Objectives Understanding the mechanisms of fibrosis development in the heart during hypertension is pivotal to find new therapies to counteract heart failure. In this study, we aimed to define the role of Cathepsin S (Cat S) in the development of cardiac inflammation and fibrosis induced by angiotensin II (Ang II).
Methods Cat S-/- and age-matched wild-type (WT) C57BL/6J mice were infused continuously with Ang II or saline for 7 days. Immunohistochemical staining and real-time PCR were performed for cardiac fibrosis and inflammation detection. LC3 level either in Ang II-infused hearts or in cultured macrophages were determined by Western Blot and transmission electron microscopy. NF-kB transcriptional activity of macrophages was measured after adenovirus infection with NF-kB luciferase reporter.

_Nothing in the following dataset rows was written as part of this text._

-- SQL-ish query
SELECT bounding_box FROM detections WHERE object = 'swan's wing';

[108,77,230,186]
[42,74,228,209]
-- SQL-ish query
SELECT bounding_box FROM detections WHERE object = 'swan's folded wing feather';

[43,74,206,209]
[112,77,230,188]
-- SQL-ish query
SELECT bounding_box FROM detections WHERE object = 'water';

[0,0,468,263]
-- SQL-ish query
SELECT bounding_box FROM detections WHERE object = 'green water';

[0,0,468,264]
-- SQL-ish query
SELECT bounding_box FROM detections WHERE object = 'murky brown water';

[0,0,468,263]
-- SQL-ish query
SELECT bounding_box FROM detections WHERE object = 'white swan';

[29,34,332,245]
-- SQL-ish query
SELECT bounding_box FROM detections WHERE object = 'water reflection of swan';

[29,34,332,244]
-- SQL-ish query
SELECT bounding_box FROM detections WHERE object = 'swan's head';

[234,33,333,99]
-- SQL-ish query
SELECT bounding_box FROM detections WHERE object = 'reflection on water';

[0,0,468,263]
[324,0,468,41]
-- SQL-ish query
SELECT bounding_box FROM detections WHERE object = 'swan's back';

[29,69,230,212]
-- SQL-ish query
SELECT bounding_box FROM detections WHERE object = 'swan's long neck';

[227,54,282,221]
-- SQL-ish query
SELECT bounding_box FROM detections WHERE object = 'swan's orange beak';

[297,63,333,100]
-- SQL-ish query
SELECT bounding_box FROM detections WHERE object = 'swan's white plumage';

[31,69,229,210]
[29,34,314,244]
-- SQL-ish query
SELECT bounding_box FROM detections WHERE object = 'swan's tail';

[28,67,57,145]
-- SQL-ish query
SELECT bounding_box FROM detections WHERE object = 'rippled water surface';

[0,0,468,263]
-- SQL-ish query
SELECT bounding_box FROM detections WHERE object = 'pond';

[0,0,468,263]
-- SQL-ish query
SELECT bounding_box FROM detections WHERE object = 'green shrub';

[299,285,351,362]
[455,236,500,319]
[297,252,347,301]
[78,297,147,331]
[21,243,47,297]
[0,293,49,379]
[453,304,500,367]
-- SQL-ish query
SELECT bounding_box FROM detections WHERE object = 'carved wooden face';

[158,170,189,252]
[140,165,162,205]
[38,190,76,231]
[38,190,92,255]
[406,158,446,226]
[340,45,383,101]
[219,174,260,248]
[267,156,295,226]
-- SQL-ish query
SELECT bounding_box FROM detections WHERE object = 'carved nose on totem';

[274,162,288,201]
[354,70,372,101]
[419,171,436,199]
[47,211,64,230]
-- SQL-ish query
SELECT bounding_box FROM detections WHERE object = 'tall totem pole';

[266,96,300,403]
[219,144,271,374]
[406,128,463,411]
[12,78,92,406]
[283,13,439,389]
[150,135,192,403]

Results Cat S-/- mice showed severe cardiac fibrosis, including elevated expression of collagen I and α-SMA as compared with WT mice. Moreover, macrophage infiltration and expression of inflammatory cytokines (TNF-α, TGF-β1 and IL-1β) were significantly higher in Cat S-/- than WT hearts. These Ang II-induced effects in Cat S-/- mouse hearts was associated with abnormal accumulation of autophagosomes and reduced clearance of damaged mitochondria, which led to increased levels of ROS and activation of NF-kB in macrophages.
Conclusions Cat S is a lysosomal protease expressed in human atherosclerotic and aneurysmal tissues that may contribute to inflammatory diseases. Clearance of damaged mitochondria prevents ROS production and inflammation. Ang II infusion increased Cat S expression in macrophages, and Cat S knockout led to significant accumulation of autophagosomes, increased macrophage production of mitochondrial ROS and activation of NF-kB, which led to macrophage infiltration and expression of pro-inflammatory cytokines and cardiac fibrosis. We provide novel insights into the roles of Cat S in regulating cardiac fibrosis and the inflammatory response to Ang II in mouse by modulating mitophagy degradation.